The problem is repeated throughout the neighborhood, with the exception of some houses where the recent painting of the facade reveals a private business, a private guest house that is preparing for the arrival of tourists or the existence of an emigrant in the family who sends those dollars with which you can still get some products to repair homes.

However, Miladis had to make urgent repairs because, over time, water from the downpours began to seep through the same room that was damaged in the tornado. “I had to sacrifice myself and I had a hard time with food to be able to buy a couple of bags of cement and fix that corner,” she says. “It was a repair on the outside of the apartment and whoever did the maintenance had to expose himself to the danger of hanging himself in order to fix the damaged area.”

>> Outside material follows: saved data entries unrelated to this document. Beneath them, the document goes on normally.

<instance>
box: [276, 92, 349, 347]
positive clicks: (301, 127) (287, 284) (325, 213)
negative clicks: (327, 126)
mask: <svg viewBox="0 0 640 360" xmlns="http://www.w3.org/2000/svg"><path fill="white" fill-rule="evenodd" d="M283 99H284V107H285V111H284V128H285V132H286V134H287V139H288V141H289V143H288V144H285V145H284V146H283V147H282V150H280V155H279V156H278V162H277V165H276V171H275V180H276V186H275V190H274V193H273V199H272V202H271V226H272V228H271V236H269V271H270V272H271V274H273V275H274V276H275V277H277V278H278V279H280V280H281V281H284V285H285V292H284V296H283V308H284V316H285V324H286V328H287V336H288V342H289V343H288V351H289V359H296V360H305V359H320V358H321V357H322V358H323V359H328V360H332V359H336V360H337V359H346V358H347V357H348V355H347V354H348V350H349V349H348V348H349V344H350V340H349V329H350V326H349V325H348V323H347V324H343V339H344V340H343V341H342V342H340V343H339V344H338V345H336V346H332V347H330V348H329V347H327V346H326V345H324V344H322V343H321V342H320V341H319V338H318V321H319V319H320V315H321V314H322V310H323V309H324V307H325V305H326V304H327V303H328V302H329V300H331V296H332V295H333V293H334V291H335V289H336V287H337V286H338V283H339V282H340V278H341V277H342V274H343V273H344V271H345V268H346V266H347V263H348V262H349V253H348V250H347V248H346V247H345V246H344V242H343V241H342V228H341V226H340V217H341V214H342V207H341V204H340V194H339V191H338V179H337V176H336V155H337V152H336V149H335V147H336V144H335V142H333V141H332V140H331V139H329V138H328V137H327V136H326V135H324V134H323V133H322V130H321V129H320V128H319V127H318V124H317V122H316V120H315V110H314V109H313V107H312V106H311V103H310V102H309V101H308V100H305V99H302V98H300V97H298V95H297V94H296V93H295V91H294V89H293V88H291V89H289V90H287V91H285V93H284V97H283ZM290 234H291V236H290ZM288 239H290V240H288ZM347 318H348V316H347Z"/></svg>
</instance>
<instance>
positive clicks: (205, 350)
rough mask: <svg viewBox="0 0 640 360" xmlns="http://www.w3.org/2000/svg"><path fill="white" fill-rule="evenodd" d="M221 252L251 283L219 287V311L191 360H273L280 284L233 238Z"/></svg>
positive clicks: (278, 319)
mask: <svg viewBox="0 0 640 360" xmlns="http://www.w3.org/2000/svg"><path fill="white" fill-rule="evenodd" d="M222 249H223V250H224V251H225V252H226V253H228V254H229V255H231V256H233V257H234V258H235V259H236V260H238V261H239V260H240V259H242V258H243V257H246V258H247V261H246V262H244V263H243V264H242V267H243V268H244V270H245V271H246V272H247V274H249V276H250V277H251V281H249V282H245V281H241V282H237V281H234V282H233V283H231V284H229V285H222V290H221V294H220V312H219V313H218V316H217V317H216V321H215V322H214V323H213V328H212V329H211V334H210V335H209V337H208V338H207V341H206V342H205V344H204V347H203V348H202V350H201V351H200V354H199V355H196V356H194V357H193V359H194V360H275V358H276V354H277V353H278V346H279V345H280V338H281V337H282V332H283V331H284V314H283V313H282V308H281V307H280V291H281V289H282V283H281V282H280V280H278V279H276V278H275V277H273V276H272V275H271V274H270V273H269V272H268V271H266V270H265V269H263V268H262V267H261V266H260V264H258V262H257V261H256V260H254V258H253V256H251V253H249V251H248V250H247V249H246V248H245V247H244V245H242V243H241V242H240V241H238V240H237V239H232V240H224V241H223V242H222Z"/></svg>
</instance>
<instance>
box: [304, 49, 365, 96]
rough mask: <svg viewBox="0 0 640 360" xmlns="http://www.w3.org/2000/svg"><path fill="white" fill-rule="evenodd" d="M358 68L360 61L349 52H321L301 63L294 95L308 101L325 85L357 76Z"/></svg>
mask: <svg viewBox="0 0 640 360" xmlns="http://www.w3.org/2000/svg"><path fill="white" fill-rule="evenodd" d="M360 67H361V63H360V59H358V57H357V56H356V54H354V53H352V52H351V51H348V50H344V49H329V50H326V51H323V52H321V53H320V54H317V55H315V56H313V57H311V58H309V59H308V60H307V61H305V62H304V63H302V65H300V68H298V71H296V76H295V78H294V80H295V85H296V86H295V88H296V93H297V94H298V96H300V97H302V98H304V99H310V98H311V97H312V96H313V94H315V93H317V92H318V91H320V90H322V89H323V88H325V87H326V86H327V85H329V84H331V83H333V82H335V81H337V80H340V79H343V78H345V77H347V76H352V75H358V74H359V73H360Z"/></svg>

For about two years, various building materials have disappeared from state stores. The only option to get the products at the moment is the informal market, where for example a bag of cement exceeds 1,000 pesos, or go to the foreign currency stores, where it costs 10 dollars and is scarce.

The fear that her apartment will collapse is not only what worries Miladis the most: the other apartments are in the same situation and the structures of the entire property have begun to give way. “The building is exposed to the saltpeter, its proximity to the sea makes everything worse.” Indeed, the buildings near the Malecón suffer especially the effects of the sea and none of the various government programs have solved the problem of frequent collapses.

Across from Miladis’ building there was an apartment on the second floor in very poor condition and its owner had to demolish it with his own efforts, because he never received help from the capital’s government, Miladis recalls. “It was a scandal because the neighbor threw all the rubble onto the street and they wanted to fine him, but he was between a rock and hard place and the authorities had to send for the rubble to be collected.”

As in the case of Miladis, there are thousands in the capital, which will be 502 years old on November 15. When asked what solution she saw for his building, she was blunt in her answer: “What is needed is another government.”